Humans are biased. While many of these biases are implicit or unconscious, they can be especially harmful when applied automatically. Like, say, when they’re programmed into artificial intelligence systems. Left unchecked, it can be easy for human developers to unknowingly infuse algorithms with certain preferences.
The most troubling algorithmic biases skew unfair and can be deeply discriminatory. Can AI be de-biased? Not without acknowledging why it occurs and making a concerted effort to call out our own potential biases.
Yes – there’s a very real bias in AI
From discriminatory hiring practices to outright racial profiling, AI biases impact our entire society, not just specifically targeted groups.
So how do AI systems develop prejudice in the first place?
“AI systems learn to make decisions based on training data, which can include biased human decisions or reflect historical or social inequities, even if sensitive variables such as gender, race or sexual orientation are removed,” according to the Harvard Business Review.
AI systems learn to make decisions based on training data, which can include biased human decisions or reflect historical or social inequities.
Flawed or limited data sampling is another biased AI entry point. Here, certain individuals or groups may be over- or under-represented in the datasets used to “train” the algorithms. This alters the output and can make some serious distortions.

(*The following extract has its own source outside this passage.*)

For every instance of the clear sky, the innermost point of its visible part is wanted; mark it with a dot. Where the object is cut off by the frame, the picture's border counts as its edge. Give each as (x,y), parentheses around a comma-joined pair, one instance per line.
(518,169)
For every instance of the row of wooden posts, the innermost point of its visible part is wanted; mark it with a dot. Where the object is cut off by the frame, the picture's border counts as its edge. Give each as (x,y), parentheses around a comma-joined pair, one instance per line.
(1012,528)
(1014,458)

You may remember when Amazon made recent headlines after firing a discriminatory hiring algorithm that favored men’s resumes over those of female applicants. Or perhaps you read the 2016 Pulitzer Prize-nominated report by ProPublica, which found that Correctional Offender Management Profiling for Alternative Sanctions (COMPAS) software falsely predicted Black defendants are “nearly twice as high as their white counterparts” to become second offenders.

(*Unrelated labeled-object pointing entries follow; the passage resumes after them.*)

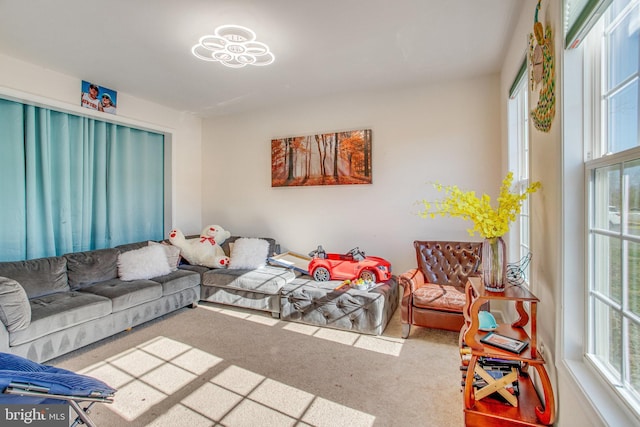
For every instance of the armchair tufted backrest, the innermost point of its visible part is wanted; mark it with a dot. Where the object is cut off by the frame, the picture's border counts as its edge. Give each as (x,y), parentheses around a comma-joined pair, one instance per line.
(448,263)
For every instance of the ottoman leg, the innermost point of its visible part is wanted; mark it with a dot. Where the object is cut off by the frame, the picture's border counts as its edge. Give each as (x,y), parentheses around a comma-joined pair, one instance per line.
(406,328)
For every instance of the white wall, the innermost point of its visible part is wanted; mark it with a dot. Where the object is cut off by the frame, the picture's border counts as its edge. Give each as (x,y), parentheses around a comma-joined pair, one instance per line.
(34,83)
(448,132)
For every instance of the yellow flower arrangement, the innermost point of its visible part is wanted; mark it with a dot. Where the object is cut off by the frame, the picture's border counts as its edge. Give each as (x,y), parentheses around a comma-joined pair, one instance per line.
(488,221)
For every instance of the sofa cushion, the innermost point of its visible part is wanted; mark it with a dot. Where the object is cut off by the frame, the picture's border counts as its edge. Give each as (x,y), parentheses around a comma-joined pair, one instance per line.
(177,281)
(267,279)
(86,268)
(440,297)
(59,311)
(123,294)
(143,263)
(172,253)
(227,245)
(249,253)
(38,277)
(15,310)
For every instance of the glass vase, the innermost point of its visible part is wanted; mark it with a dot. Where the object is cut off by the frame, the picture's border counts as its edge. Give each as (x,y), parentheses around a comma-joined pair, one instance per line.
(494,264)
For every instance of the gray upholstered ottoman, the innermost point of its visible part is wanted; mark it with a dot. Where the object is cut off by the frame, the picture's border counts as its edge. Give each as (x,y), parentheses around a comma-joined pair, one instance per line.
(319,303)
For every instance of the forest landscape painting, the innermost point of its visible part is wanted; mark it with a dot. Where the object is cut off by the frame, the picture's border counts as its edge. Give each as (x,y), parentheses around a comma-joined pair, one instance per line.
(335,158)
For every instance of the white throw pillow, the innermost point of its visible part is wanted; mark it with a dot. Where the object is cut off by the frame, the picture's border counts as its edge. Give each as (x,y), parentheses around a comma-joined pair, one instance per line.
(143,263)
(249,253)
(172,253)
(15,310)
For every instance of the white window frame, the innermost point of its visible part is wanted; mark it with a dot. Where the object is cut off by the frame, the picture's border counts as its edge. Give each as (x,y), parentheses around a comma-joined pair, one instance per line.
(596,156)
(519,164)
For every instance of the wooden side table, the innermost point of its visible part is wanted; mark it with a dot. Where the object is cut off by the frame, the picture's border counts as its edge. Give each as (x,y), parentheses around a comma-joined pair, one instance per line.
(480,409)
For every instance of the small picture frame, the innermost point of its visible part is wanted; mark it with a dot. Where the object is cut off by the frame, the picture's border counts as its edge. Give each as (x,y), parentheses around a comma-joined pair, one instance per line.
(506,343)
(97,97)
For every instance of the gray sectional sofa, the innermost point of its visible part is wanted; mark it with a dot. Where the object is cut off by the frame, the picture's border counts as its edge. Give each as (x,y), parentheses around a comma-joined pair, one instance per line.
(51,306)
(257,289)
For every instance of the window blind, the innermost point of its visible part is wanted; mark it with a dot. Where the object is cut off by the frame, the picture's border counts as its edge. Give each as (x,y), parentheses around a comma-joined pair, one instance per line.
(521,72)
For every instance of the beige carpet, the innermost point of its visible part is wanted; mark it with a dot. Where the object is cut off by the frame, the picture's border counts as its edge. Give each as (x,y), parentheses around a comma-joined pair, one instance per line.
(225,367)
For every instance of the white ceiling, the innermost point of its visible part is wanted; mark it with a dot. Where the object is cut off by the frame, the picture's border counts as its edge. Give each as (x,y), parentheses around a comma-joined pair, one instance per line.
(321,47)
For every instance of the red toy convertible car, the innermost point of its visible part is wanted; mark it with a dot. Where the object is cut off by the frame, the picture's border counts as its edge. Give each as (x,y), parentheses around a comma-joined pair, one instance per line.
(352,265)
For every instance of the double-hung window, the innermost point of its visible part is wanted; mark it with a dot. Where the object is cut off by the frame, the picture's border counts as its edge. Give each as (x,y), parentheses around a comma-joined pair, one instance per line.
(518,116)
(612,178)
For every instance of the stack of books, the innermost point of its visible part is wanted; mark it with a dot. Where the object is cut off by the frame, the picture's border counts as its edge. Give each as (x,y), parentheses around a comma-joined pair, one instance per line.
(498,368)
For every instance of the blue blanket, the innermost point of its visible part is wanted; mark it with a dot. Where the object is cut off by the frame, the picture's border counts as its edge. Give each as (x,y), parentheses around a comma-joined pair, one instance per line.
(15,369)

If baseless biases can overlook qualified applicants or single out the innocent based solely on their skin tone, imagine what else these misguided algorithms are capable of.
Is bias-free AI possible?
As it stands, the process of creating responsive AI remains unfair at best and dangerously discriminatory at worst. Whether it is to remain that way depends on who you ask.
Microsoft Asia President Ralph Haupter says, “I don’t think AI will ever be free of bias, at least not as long as we stick to machine learning as we know it today. What’s crucially important, I believe, is to recognize that those biases exist, and that policymakers try to mitigate them.”

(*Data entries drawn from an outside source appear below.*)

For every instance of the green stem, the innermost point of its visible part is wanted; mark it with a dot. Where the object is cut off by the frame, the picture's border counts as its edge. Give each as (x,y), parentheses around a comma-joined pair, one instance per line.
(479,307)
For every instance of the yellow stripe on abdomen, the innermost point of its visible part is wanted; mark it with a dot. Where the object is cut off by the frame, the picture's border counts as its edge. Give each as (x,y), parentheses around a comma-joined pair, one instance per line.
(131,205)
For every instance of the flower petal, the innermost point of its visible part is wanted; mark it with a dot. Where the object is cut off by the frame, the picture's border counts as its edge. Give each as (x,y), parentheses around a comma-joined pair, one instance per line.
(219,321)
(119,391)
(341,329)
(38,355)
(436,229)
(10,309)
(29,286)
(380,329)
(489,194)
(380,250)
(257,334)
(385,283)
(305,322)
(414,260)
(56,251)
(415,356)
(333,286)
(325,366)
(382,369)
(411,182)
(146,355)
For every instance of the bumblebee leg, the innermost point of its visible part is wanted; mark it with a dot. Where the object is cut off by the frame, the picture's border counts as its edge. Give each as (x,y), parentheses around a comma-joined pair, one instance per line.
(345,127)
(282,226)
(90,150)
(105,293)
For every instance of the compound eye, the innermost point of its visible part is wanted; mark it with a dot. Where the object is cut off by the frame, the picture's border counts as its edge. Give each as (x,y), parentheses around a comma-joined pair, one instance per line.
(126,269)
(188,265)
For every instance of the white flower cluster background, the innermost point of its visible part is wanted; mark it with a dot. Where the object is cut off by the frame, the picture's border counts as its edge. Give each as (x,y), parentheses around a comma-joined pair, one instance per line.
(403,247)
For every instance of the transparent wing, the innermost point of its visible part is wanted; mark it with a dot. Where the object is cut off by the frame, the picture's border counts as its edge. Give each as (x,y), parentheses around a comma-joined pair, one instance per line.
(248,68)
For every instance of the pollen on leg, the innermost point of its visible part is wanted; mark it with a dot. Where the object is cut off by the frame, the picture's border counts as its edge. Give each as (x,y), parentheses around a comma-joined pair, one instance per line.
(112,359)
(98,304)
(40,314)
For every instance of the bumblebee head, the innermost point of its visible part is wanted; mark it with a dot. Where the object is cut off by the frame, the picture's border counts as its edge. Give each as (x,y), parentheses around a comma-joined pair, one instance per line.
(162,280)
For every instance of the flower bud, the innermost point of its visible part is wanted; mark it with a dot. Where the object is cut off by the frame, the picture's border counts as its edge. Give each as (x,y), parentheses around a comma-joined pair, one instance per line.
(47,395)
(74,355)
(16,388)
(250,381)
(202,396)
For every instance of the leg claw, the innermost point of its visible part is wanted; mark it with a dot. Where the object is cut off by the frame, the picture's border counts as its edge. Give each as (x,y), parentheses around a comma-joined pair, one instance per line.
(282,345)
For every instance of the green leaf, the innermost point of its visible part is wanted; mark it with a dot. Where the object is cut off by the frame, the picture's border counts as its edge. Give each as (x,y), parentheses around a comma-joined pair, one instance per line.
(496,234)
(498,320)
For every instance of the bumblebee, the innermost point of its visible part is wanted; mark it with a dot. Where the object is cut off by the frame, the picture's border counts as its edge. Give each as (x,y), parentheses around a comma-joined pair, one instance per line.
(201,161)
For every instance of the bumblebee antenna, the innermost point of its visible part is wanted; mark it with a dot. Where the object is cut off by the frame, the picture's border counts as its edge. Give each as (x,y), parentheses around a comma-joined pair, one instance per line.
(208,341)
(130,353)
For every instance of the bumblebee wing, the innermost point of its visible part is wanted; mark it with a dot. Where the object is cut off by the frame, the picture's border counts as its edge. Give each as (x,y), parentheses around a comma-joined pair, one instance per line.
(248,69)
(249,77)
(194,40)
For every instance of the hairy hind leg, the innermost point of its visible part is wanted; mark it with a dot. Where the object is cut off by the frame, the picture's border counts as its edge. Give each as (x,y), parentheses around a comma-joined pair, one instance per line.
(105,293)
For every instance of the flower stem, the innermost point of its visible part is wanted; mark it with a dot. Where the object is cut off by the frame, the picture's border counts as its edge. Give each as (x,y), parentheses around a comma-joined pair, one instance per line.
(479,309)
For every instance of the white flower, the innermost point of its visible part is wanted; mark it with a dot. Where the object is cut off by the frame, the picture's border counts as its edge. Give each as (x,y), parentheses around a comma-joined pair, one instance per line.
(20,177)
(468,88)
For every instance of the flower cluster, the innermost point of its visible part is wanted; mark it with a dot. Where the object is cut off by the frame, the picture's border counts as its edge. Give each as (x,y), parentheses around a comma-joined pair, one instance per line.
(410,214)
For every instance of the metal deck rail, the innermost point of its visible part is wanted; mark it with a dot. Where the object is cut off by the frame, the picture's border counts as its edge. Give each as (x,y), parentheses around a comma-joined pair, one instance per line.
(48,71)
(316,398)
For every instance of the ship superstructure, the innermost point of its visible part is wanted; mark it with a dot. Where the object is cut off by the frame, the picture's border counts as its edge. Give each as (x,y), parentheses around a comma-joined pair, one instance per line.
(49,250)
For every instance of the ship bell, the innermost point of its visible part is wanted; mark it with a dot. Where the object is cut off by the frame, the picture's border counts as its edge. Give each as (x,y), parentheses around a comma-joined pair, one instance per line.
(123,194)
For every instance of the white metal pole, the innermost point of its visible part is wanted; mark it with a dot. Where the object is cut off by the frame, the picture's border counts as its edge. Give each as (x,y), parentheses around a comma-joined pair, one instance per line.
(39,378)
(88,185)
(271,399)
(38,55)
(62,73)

Optimists recognize the positive potential of AI and machine learning technologies, but they must also become change makers if we’re to collectively sidestep the risk of this technology remaining grossly biased-based.
So what can we do?
AI is going mainstream at an unprecedented pace. In a 2020 McKinsey report on The State of AI, “half of respondents say their organizations have adopted AI in at least one function.”
As AI becomes more and more prevalent, a top-down approach could be the best attempt at striking a fairer balance. HBR suggests that leaders invested in this work be mindful to:
- Stay up-to-date on rapid AI developments.
- Invest in bias mitigation processes like third-party audits before deploying AI company-wide.
- Prioritize “explainability techniques” that size up algorithmic results against differing human decisions to tease out potential biases.
- Have humans and machines collaborate to decrease potential bias, using “human-in-the-loop” processes.
- Increase investments and data when doing multi-disciplinary AI research.
- Diversify the AI community and engage different groups.
We all need to do our part to recognize and correct AI biases. No machine needs to be reinforcing discrimination or prejudice. To battle institutionalized inequality, we need to ensure that unlike most humans, automated decision-making remains as impartial as possible.